The Ugandan government under long time dictator, Yoweri Museveni has increasingly fallen out of favour with the West because of a 2005 constitutional amendment that removed presidential term limits and allows Museveni to continue to rule ad-infinitum.

As Museveni lost the support of Western financiers he found one enduring backer, American based Christian fundamentalist group, The Fellowship, which considers Museveni their ‘Key Man in Africa’.

In exchange for access to the Fellowship’s vast and untaxed funds, Museveni has allowed the group spread its fundamentalist and often violent doctrines in Uganda, often codifying them in the countries laws. The brutal laws passed against LGBT persons was a direct influence of The Fellowship’s policies in Uganda, as well as the continued dependence and exultation of religion in government spaces. It has also allowed figures like famous pastor Martin Ssempa – who  has been convicted of trying to frame a fellow pastor with false accusations of homosexuality – operate freely in Uganda.

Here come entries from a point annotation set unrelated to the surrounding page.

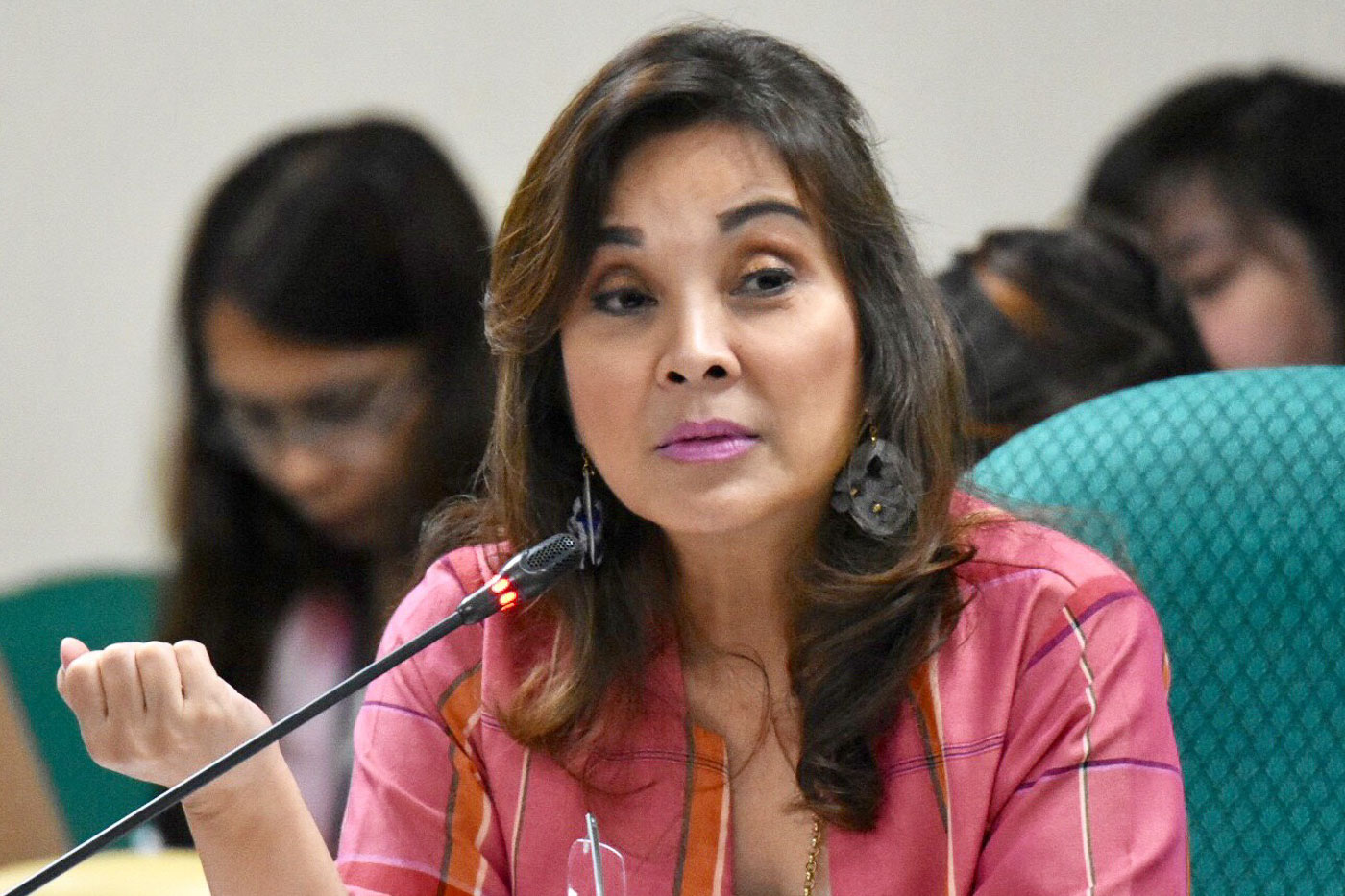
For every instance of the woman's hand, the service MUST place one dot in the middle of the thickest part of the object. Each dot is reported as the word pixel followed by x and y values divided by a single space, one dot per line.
pixel 157 712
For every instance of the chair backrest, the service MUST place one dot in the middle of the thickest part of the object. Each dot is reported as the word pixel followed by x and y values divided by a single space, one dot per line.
pixel 31 825
pixel 1224 493
pixel 100 610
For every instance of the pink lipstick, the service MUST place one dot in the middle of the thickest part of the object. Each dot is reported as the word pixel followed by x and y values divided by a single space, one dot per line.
pixel 706 442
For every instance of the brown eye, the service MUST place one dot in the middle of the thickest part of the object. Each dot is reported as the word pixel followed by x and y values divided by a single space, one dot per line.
pixel 622 302
pixel 766 281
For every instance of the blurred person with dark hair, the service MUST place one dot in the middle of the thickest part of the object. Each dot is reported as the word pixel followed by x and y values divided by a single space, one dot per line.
pixel 1052 318
pixel 1239 182
pixel 338 388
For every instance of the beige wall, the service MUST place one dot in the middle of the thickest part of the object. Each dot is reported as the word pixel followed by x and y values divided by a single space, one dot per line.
pixel 116 116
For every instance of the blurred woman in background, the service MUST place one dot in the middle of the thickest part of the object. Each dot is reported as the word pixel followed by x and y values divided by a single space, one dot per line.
pixel 1052 318
pixel 1239 182
pixel 338 388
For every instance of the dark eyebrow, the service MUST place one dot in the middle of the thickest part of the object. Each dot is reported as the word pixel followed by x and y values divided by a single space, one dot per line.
pixel 615 234
pixel 737 217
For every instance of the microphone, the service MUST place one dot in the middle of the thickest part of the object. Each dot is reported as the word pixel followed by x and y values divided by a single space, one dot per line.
pixel 521 580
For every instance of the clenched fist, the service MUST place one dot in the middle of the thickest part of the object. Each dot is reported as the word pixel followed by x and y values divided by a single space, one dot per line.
pixel 154 711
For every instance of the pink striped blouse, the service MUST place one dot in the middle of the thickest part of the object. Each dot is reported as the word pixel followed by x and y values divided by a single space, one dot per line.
pixel 1039 757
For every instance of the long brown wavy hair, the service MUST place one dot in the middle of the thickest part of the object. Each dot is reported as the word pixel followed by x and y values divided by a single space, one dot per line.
pixel 868 611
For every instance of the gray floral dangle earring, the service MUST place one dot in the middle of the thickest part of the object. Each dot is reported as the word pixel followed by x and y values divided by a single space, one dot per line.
pixel 585 520
pixel 877 487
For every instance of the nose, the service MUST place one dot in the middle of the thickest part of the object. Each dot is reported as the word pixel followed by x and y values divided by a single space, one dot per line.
pixel 298 472
pixel 699 348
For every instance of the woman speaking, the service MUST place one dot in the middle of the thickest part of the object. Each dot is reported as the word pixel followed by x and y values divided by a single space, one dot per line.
pixel 796 660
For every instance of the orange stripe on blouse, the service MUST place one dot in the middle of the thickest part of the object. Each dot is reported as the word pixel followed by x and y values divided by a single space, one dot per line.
pixel 468 811
pixel 702 866
pixel 931 727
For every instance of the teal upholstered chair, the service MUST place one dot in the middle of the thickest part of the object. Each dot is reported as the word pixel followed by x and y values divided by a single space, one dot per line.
pixel 1224 493
pixel 100 610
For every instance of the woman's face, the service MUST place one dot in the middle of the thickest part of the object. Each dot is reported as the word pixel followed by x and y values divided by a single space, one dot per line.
pixel 1254 288
pixel 712 354
pixel 332 430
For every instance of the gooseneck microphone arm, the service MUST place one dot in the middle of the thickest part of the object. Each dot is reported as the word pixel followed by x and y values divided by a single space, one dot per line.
pixel 522 579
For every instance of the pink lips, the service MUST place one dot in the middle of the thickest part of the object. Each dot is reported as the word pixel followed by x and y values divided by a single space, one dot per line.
pixel 706 442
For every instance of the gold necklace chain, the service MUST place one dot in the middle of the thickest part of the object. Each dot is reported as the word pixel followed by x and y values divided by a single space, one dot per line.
pixel 810 871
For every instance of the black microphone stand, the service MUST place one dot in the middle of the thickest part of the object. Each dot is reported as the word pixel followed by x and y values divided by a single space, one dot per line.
pixel 558 554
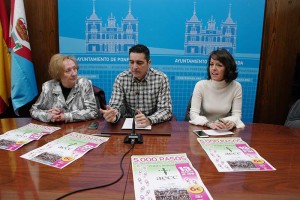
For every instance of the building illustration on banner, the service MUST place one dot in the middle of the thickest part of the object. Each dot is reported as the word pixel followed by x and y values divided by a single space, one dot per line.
pixel 203 40
pixel 180 40
pixel 111 38
pixel 199 39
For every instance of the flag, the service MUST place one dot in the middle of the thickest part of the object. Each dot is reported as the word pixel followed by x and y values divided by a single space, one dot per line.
pixel 23 83
pixel 4 58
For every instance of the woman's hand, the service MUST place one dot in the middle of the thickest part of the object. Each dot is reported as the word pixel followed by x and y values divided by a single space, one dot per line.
pixel 221 124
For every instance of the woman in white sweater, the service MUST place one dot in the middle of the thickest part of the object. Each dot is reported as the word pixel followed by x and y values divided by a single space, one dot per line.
pixel 217 102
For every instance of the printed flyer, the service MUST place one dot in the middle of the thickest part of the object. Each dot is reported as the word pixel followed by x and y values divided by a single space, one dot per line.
pixel 14 139
pixel 233 155
pixel 65 150
pixel 169 176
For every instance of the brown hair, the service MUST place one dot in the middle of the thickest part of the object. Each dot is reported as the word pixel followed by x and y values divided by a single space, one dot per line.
pixel 56 65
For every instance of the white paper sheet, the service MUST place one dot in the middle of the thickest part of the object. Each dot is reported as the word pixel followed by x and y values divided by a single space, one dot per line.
pixel 128 125
pixel 217 132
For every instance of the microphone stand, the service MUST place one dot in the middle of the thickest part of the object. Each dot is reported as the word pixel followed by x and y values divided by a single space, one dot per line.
pixel 133 137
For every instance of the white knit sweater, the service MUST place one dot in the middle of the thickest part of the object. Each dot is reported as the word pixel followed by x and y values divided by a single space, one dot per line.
pixel 216 99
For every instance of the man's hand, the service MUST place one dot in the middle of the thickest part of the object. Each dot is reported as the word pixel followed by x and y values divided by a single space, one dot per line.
pixel 221 124
pixel 110 114
pixel 141 120
pixel 56 115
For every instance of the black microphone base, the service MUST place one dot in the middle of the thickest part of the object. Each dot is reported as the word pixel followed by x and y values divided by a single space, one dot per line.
pixel 137 137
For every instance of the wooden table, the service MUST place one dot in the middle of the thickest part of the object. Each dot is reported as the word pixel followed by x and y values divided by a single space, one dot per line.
pixel 279 145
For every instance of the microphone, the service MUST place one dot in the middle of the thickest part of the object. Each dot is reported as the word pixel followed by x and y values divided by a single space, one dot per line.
pixel 133 137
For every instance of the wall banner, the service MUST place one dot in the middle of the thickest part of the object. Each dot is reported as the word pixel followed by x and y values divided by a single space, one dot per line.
pixel 179 33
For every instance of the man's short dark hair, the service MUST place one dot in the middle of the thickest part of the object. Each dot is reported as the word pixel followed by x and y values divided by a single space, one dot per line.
pixel 140 48
pixel 227 60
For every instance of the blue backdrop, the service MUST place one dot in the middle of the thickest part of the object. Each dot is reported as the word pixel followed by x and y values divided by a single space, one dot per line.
pixel 179 33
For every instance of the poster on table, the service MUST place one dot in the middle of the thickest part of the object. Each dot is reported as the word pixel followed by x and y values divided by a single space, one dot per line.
pixel 63 151
pixel 15 139
pixel 232 154
pixel 179 33
pixel 168 176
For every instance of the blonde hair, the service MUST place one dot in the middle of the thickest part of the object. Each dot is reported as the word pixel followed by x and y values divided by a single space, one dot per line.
pixel 56 65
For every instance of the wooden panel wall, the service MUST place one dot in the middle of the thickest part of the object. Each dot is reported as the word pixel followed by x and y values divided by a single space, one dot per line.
pixel 280 46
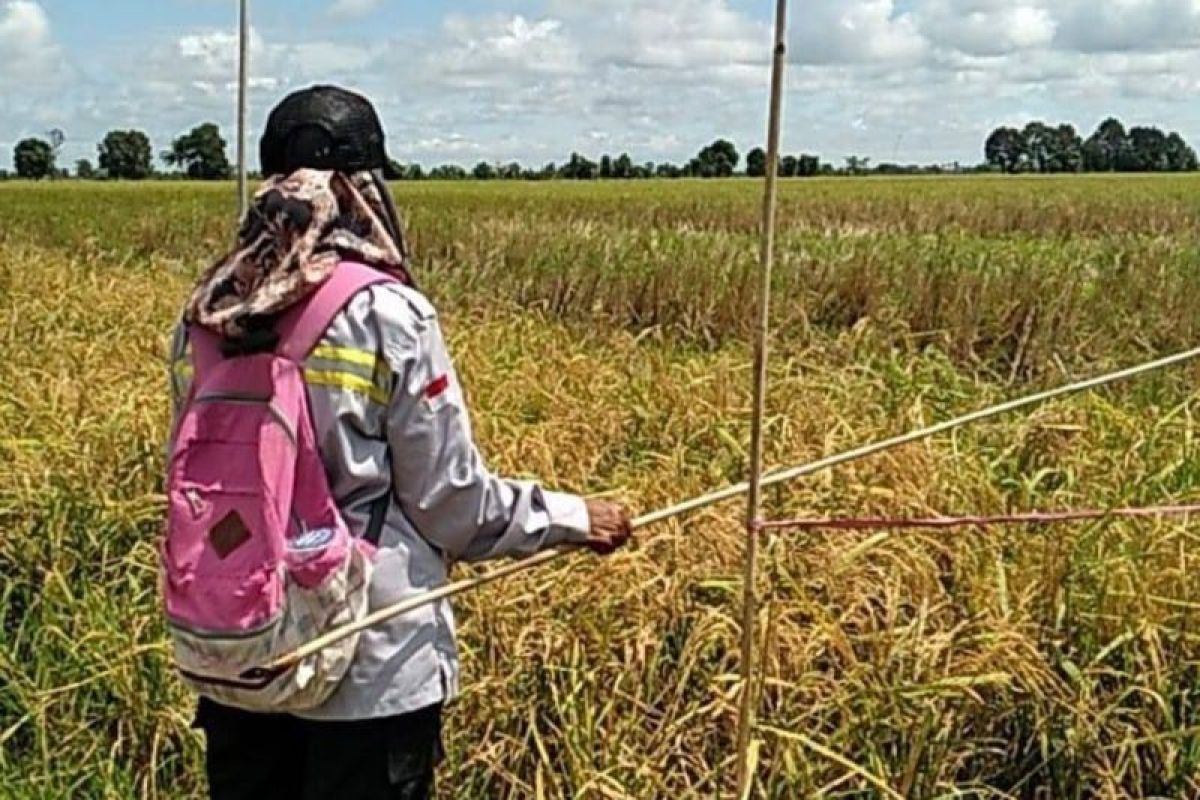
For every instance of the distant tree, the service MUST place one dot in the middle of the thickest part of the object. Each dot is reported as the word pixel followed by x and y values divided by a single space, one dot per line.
pixel 201 154
pixel 448 173
pixel 856 164
pixel 718 160
pixel 756 162
pixel 1005 149
pixel 34 160
pixel 1180 156
pixel 1147 149
pixel 1039 145
pixel 808 166
pixel 579 168
pixel 1107 150
pixel 126 155
pixel 623 167
pixel 1067 150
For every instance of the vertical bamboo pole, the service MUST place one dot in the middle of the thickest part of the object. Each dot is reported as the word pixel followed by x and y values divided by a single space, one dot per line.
pixel 754 507
pixel 243 104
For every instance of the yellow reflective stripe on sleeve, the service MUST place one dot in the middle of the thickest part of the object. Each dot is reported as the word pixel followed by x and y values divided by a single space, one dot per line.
pixel 347 355
pixel 348 382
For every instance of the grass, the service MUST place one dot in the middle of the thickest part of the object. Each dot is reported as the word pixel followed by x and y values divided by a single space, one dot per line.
pixel 1056 662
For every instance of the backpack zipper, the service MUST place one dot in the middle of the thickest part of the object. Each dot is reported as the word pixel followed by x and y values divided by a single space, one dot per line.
pixel 252 400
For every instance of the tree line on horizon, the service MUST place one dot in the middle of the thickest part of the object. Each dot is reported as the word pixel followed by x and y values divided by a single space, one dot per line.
pixel 1047 149
pixel 1037 148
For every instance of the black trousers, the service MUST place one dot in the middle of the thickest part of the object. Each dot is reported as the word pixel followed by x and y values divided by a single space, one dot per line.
pixel 281 757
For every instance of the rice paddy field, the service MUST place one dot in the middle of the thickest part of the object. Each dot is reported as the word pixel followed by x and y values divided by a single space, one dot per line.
pixel 603 335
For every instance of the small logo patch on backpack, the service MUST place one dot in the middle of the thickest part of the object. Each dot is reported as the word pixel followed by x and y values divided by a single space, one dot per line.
pixel 312 540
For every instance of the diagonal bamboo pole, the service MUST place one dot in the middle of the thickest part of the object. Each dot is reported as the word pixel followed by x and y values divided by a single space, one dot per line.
pixel 754 504
pixel 729 493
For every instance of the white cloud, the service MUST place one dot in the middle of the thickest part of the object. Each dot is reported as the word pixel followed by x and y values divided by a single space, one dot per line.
pixel 861 31
pixel 987 28
pixel 493 50
pixel 895 79
pixel 31 58
pixel 1128 25
pixel 354 7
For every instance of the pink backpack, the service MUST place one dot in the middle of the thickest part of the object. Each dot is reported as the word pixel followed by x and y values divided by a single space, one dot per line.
pixel 257 558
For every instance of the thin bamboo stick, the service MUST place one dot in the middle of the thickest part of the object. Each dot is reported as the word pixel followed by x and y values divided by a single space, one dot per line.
pixel 762 354
pixel 243 106
pixel 729 493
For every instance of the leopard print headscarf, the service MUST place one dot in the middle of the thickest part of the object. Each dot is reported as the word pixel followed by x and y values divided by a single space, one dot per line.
pixel 297 233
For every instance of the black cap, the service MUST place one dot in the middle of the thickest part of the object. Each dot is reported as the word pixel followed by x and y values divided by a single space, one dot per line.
pixel 324 127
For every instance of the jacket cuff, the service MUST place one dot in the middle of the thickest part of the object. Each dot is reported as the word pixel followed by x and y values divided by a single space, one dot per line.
pixel 569 519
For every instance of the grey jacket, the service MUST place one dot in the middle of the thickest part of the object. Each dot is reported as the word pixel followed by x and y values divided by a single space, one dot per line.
pixel 391 421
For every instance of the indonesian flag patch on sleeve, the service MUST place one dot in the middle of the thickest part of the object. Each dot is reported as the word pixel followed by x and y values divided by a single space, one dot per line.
pixel 437 394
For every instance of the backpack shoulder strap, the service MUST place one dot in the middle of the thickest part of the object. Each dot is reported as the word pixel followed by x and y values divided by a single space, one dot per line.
pixel 304 326
pixel 205 350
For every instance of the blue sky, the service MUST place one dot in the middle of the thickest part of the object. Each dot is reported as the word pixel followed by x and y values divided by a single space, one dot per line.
pixel 465 80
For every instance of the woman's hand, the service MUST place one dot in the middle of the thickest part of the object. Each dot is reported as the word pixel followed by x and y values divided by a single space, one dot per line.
pixel 611 527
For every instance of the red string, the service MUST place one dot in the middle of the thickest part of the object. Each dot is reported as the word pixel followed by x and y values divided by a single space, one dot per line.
pixel 1035 518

The Christian evangelical non-profits of Uganda make up one fifth of the country’s NGO’s and are worth at least $4 Billion by modest estimates. With that kind of money and influence and Museveni himself personally endorsing these organisations, something drastic needs to happen by way of policy. Otherwise, we will only see more of these ridiculousness occur in modern day Uganda.

For now, we wait to see how the new sexting law will be implemented in a country where everyone is now hip to encryption.